O governo chileno, diante de uma disparada nos índices de obesidade, declarou guerra aos alimentos insalubres, impondo numerosas restrições de marketing, mudanças obrigatórias nas embalagens, e regras de identificação de produtos que têm por objetivo alterar os hábitos de alimentação dos 18 milhões de habitantes do país.

Os especialistas em nutrição dizem que as medidas são a mais ambiciosa tentativa no mundo de redesenhar a cultura alimentar de um país, e podem se tornar um modelo de como reverter a epidemia mundial de obesidade, que, segundo pesquisadores, contribui para quatro milhões de mortes prematuras a cada ano.

"As ações do Chile são realmente significativas, e tomar as medidas adotadas foi muito difícil diante das pressões usuais", disse Stephen Simpson, diretor do Charles Perkins Centre, uma organização de estudiosos que se concentram na ciência e políticas públicas da nutrição e obesidade.
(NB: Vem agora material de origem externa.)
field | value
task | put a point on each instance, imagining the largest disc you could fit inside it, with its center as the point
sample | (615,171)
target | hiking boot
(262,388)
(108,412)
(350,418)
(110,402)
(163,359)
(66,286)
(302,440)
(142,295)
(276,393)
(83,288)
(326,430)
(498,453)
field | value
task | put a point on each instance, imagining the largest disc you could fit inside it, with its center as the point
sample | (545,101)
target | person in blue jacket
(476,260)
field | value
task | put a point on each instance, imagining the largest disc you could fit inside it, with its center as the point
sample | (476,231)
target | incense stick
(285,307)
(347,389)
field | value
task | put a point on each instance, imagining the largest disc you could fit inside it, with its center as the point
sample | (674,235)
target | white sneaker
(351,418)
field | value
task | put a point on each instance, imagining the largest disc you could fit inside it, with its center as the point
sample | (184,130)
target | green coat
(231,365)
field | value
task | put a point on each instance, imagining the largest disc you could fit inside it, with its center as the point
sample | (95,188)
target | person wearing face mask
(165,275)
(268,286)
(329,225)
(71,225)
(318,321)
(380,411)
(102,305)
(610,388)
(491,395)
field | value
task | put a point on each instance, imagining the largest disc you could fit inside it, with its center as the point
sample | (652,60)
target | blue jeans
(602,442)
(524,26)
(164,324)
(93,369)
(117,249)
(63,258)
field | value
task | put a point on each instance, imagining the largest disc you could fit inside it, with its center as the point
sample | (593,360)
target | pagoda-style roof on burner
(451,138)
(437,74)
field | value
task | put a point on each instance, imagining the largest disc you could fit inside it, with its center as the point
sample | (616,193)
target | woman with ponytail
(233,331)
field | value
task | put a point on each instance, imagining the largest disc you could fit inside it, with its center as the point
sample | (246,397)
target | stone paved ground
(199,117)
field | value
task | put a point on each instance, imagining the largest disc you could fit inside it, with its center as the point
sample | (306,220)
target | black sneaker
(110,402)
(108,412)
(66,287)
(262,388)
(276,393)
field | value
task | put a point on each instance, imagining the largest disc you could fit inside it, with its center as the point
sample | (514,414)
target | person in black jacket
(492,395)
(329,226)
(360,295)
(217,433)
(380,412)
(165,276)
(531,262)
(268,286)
As multibilionárias indústrias da alimentação e refrigerantes exerceram pressão semelhante para evitar com sucesso a adoção de medidas regulatórias em muitos outros países.

Desde que a lei de alimentação entrou em vigor, há dois anos, ela vem forçando multinacionais como a Kellogg a remover os personagens que enfeitam as caixas de seus cereais açucarados, e proibiu a venda de doces como os ovos Kinder, que usam brindes para atrair os consumidores menores de idade. A venda proíbe a venda de junk food, como sorvetes, chocolates e batatas chips, nas escolas chilenas, e proíbe publicidade desse tipo de produto em programas de TV e sites dirigidos a audiências jovens.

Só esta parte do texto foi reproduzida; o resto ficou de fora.